Gary Robert Rossington was born on December 4th, 1951 in Jacksonville, FL. His love of baseball was the impetus for his musical career, meeting Ronnie Van Zant and future drummer Bob Burns on the diamond when they played for opposing teams. After Burns was hit in the shoulder by one of Van Zant’s line drives, the trio decided to jam after the game and the initial Lynyrd Skynyrd lineup was born.

The group made a name for itself—somewhat literally—with its 1973 debut (Pronounced ‘Lĕh-‘nérd ‘Skin-‘nérd), which included the eternal “Free Bird”. In addition to classics like “Simple Man”, “Tuesday’s Gone”, and “Gimme Three Steps”, the 10-minute track made the band stand out in a world of three-minute singles, with Rossington’s slide guitar ascending “Free Bird” to a place in rock history. Additionally, the group’s stylistic blend of hard blues and country lyricism helped Lynyrd Skynyrd solidify as a pillar of the emerging Southern rock movement started by the Allman Brothers Band the previous decade.

A run of three successful and well-received albums followed through 1976, with the band’s fifth album, Street Survivors, released on October 17th, 1977. Three days later, a deadly plane crash in Mississippi claimed the lives of founding frontman Ronnie Van Zant, newly minted guitarist Steve Gaines, and his sister, backing vocalist Cassie Gaines.

Out of respect for the dead, Lynyrd Skynyrd sat on the shelf for a decade. In the interim, Rossington started the Rossington-Collins Band with fellow original Skynyrd guitarist Allen Collins. The band would lead Rossington to his wife Dale Krantz, who sang lead vocals and married Rossington in 1982.

In 1987, five key members of the pre-crash Lynyrd Skynyrd lineup reunited under the old banner with Ronnie’s little brother Johnny Van Zant taking his brother’s place on stage. For the next four decades, the band continued to tour with myriad lineup changes. Over the years, all of the band’s original members passed away, leaving Rossington as the sole heir to the band’s legacy.
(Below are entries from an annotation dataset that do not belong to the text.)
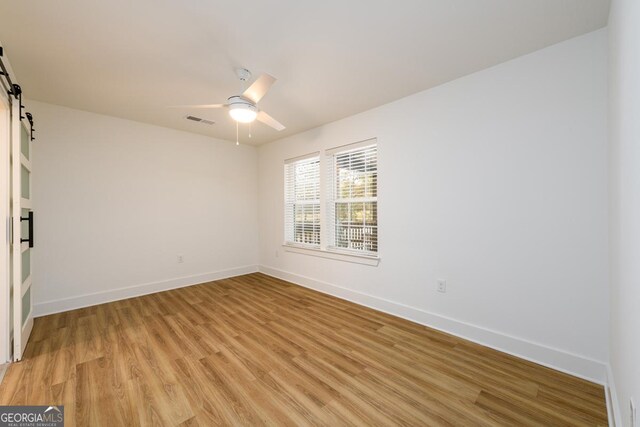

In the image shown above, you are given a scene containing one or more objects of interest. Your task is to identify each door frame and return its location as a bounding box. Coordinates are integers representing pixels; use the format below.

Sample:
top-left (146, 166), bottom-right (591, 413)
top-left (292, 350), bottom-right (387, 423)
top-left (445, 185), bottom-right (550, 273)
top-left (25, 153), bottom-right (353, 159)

While the story of Lynyrd Skynyrd is marred with the type of worldly misfortunate that fills the group’s songs, Rossington told Rolling Stone he doesn’t consider it a tragic band.

“I don’t think of it as tragedy — I think of it as life,” he said upon the group’s Rock & Roll Hall of Fame induction in 2006. “I think the good outweighs the bad.”